Dear Reader,
I know that we talked about Meta (Facebook) on Friday, but I think the stock's $251 billion rout can teach us an important lesson about investing.
One thing is clear, just because the stock market usually goes up doesn't mean that all stocks always go up. One stock that didn't go up last week was Facebook parent Meta.
After reporting disappointing quarterly results on Wednesday, the company's shares plunged 26% in a single trading day. After losing an eye-popping $251 billion market cap, the social networking company quickly went from being the fifth-largest company in the S&P 500 to the seventh.
This is the kind of move that could've rattled the confidence of investors and traders with positions in other stocks. And it did. That same day, the S&P 500 fell 2.4%.
But losing 2.4% isn't remotely close to losing 26%.

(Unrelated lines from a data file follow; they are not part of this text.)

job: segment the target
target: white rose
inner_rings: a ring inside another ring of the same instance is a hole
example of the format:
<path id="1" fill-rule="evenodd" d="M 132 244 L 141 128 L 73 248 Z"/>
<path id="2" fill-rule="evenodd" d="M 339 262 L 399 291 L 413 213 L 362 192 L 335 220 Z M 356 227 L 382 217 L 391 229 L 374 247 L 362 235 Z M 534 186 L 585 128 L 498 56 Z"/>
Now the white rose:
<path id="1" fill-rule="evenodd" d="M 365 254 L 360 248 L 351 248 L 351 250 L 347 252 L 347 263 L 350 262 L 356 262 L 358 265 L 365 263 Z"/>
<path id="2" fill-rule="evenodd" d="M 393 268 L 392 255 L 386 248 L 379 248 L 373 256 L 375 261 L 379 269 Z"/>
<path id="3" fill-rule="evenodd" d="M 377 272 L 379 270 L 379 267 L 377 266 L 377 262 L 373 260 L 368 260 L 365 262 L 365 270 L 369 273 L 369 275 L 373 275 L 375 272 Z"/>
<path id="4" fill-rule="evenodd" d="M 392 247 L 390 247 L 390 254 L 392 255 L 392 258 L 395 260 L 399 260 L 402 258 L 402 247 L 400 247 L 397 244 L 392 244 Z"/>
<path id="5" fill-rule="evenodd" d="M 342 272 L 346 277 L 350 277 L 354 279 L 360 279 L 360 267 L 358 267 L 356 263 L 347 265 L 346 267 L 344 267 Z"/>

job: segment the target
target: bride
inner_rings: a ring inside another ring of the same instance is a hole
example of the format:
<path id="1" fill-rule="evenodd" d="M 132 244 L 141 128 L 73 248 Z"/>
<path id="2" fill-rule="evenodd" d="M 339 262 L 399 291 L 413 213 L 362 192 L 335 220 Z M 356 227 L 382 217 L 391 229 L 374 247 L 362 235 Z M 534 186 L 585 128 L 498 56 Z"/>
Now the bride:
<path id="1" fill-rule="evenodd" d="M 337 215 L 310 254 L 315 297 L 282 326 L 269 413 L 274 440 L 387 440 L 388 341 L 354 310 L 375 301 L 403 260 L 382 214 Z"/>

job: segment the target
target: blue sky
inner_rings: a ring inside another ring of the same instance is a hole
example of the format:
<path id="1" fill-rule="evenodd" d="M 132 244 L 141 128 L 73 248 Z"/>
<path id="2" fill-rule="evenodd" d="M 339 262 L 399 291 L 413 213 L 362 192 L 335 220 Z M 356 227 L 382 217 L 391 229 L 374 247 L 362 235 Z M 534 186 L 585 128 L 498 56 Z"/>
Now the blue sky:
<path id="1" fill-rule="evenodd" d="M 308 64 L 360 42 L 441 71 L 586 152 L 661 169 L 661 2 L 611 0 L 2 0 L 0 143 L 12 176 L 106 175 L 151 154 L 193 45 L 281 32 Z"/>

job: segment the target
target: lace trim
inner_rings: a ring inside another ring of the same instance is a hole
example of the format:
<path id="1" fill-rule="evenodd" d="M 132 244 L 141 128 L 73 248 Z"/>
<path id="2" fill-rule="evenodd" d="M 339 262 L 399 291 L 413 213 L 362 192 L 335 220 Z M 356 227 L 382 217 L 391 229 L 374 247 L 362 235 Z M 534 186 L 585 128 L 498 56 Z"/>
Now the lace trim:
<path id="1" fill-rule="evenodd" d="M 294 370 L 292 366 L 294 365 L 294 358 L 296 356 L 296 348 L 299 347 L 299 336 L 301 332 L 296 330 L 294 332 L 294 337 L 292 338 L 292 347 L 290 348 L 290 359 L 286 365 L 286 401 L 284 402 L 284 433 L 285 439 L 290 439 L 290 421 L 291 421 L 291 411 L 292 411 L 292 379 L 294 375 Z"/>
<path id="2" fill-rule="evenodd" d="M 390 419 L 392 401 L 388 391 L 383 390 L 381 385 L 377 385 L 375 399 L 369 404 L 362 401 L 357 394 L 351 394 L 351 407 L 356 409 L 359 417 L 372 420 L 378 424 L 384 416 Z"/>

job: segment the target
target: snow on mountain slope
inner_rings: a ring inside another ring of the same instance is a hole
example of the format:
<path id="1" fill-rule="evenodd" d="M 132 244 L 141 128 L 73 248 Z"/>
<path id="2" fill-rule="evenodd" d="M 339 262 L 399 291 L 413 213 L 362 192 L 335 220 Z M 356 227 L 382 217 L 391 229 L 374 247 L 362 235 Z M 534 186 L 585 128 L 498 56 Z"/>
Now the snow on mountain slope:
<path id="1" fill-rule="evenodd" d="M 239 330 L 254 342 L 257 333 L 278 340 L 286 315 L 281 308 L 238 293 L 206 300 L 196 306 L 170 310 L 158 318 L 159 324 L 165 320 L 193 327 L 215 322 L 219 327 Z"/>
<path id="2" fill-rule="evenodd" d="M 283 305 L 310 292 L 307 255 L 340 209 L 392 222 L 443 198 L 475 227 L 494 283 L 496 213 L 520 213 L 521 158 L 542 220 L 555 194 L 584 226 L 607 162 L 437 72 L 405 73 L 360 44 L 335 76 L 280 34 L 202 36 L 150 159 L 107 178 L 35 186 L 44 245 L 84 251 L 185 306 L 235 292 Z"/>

That's diversification at work.
By investing in a variety of assets that aren't perfectly correlated, you limit the ability of a single stock to ruin your finances. Zooming out a bit, the S&P 500 gained 1.5% for the week while FB shares lost 21.4%.
Diversification is looking pretty great right now.
Of course, there is an opportunity cost with diversifying.
Now, I'm not going to tell you not to try your hand at picking stocks. How you invest your money is ultimately up to you.
But, before you decide to abandon index funds as you try to get in front of the next Alphabet or Amazon, keep in mind, there is an entire industry of professionals trying to beat the market this way.
Historical data shows that when you're invested broadly in the stock market, you'll have exposure to the market's winners and losers. So, even if there is a similar crash like Meta's in the near future, you'll be able to shield yourself from the Bearish sentiment that many news outlets are expressing.
As for me, I'm still bullish. Because as we've seen in the past, the market usually is moving upwards over time.